Así de racista sonó la congresista cuando dijo que Vicente Zeballos “quizá debió ir a Bolivia. Como moqueguano y como persona de rasgos andinos, es una persona que debería conocer y llevarse mejor con la población mayoritariamente andina o mestiza de Bolivia (...)”. Una declaración abiertamente discriminatoria que hasta despertó a PPK para tuitear en rechazo. El mismo Fuerza Popular –o quien maneje su Twitter– también tomó distancia.

Entre lo llamativo de la situación está la tranquilidad y soltura que tuvo la congresista para soltar esa frase y la insistencia con la que luego la justificó, como si no tuviese consciencia no solo del daño que hace, sino de lo mal que quedó. El racismo es así.

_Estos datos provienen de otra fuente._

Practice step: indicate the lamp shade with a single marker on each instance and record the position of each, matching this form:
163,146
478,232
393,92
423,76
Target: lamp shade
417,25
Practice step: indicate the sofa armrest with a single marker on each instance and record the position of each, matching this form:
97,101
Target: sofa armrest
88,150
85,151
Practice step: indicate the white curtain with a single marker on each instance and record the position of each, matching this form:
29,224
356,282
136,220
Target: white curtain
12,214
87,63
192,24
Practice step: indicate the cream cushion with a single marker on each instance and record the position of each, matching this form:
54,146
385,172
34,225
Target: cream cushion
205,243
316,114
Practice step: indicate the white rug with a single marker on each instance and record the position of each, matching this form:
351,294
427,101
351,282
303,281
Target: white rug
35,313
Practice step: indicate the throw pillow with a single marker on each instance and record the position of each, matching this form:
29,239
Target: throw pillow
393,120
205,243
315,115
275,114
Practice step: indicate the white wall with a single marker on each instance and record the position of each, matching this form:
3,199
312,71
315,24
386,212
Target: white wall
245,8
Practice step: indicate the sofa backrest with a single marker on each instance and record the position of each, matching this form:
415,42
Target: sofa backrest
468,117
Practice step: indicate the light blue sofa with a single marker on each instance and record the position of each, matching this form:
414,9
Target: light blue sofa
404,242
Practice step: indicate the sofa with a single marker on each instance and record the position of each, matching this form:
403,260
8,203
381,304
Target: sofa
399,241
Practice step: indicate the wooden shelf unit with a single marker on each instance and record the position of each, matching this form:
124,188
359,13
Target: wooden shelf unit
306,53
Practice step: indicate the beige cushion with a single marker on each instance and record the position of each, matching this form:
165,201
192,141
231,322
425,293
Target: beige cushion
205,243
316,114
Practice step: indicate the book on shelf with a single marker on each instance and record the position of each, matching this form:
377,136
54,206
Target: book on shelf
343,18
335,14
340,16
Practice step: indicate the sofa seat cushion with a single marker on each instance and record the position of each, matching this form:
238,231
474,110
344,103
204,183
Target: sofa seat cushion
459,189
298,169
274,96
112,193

Se manifiesta de forma inconsciente y aflora de manera transparente. Está tan normalizado que es difícil reconocerlo en nosotros mismos. Si quedan dudas, escuchen a la congresista justificarse.

Como nadie sabe para quién trabaja, la declaración racista terminó favoreciendo a Vicente Zeballos. Su designación en la OEA es un favor político desmedido, siguiendo una mala costumbre local. Peor ocurrió en el 86 con Gonzales Posada, quien, luego de dejar el cargo de ministro de Justicia tras las matanzas del Frontón, también fue enviado a la OEA. Me parece bien que existan embajadores políticos, pero premiar a exministros con embajadas es una costumbre que se debería revisar. Aun así, vergonzosa y condenable la declaración racista de Martha Chávez. Quizá lo único positivo sea el rechazo extendido a sus palabras.